Par ailleurs, il met en avant l’importance de l’écosystème entrepreneurial français, où les incubateurs et les pépinières d’entreprises jouent un rôle clé. « À Gennevilliers, j’ai bénéficié d’un accompagnement local qui m’a permis de structurer mon projet et de trouver mes premiers clients », précise-t-il. Autant dire que son parcours illustre l’importance des politiques publiques en faveur de l’innovation et de l’emploi.
Un modèle inspiré par les nouvelles technologies
Fabrice Zerah est convaincu que les nouvelles technologies vont révolutionner la création d’entreprise. Dans ses interviews, il cite régulièrement l’intelligence artificielle et les réseaux sociaux comme des outils qui démocratisent l’accès à l’entrepreneuriat. « Avant, il fallait un réseau, un diplôme ou des fonds importants pour se lancer. Aujourd’hui, avec l’IA, on peut automatiser une partie de son activité et toucher une audience mondiale en quelques clics », explique-t-il. Une vision optimiste qu’il partage dans ses interventions médiatiques, où il encourage les jeunes entrepreneurs à se lancer, quel que soit leur parcours académique.
Cette confiance dans la technologie s’est traduite concrètement dans son entreprise. En intégrant des solutions basées sur l’IA à ses puces RFID, il a pu améliorer la précision et l’efficacité de ses services.
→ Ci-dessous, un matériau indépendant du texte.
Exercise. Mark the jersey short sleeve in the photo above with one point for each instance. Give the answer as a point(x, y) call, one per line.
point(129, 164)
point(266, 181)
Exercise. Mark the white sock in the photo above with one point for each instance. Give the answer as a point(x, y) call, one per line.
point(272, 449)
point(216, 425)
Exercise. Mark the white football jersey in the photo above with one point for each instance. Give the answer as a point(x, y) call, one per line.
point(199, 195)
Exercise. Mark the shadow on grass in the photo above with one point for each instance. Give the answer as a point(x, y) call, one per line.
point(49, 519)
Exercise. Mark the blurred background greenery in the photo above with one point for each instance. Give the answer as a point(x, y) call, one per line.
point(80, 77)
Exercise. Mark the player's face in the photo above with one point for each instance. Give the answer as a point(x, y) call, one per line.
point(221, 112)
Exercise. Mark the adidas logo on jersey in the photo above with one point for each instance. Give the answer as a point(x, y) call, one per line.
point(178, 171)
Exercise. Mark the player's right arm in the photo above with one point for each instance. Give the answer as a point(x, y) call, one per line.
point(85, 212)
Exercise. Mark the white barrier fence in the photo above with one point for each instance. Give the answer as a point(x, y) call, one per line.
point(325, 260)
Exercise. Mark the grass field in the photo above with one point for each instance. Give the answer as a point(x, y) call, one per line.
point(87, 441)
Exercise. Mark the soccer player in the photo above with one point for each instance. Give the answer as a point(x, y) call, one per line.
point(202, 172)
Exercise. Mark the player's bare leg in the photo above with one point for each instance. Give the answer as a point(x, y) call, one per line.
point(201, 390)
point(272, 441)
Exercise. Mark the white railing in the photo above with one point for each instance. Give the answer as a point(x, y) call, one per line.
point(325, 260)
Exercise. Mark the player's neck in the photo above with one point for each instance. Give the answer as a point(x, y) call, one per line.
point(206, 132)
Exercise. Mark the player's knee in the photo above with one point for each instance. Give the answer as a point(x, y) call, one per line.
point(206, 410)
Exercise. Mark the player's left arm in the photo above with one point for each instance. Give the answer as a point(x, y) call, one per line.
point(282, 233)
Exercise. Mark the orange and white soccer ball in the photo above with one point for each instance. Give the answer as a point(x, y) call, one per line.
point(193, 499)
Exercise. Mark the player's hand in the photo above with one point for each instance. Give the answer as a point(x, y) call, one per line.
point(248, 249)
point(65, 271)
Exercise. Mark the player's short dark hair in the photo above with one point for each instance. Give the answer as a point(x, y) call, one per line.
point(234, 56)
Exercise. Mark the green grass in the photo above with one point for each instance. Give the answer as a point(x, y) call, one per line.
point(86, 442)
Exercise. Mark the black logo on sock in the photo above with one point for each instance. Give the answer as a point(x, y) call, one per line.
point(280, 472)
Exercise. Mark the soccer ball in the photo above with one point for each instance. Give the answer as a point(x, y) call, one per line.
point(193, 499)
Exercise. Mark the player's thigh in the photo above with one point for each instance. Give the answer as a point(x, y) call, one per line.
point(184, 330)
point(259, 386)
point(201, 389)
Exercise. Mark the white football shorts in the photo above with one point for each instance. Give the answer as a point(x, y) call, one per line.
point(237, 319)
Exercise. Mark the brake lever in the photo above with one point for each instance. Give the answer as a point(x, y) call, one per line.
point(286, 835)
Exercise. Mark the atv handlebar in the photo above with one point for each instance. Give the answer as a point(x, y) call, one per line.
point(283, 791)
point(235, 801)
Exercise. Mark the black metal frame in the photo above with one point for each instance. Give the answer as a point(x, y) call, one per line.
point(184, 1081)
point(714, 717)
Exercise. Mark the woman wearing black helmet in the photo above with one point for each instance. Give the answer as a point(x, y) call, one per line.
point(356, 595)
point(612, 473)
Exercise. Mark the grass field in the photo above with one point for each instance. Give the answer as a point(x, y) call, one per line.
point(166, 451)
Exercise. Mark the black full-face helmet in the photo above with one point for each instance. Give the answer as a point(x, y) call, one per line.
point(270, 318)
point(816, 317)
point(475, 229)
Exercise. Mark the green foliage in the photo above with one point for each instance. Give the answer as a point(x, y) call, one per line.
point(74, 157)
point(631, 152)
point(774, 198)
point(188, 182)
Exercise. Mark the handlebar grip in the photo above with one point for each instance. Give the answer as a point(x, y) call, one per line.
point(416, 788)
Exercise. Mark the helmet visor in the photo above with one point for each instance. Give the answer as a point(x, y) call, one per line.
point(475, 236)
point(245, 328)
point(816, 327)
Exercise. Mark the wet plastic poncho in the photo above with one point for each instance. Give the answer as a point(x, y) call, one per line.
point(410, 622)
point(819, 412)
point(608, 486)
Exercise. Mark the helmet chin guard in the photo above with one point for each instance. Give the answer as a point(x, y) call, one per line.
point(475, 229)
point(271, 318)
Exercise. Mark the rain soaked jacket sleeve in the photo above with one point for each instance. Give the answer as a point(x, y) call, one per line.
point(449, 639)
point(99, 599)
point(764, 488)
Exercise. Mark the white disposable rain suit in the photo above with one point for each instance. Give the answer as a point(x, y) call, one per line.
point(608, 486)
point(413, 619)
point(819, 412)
Résultat : ses clients, majoritairement des industriels et des logisticiens, bénéficient d’une traçabilité en temps réel de leurs marchandises, un atout majeur dans un contexte de mondialisation des chaînes d’approvisionnement.
Sur le plan personnel, Fabrice Zerah continue de militer pour une meilleure reconnaissance des entrepreneurs autodidactes. Il intervient régulièrement dans des conférences et participe à des programmes d’accompagnement pour partager son expérience. « Mon histoire prouve qu’avec de la détermination et les bons outils, on peut réussir sans diplôme », conclut-il. Une affirmation qui, dans un pays où l’entrepreneuriat reste un parcours semé d’embûches, mérite d’être entendue.
La traçabilité RFID (Radio Frequency Identification) est une technologie qui permet d’identifier et de suivre des objets à distance grâce à des puces électroniques. Ces puces, contrairement aux codes-barres, peuvent être lues sans contact et à plusieurs mètres de distance, ce qui les rend idéales pour la logistique, la gestion des stocks ou le suivi des produits dans la supply chain. Fabrice Zerah a développé des solutions logicielles et matérielles pour exploiter cette technologie à grande échelle.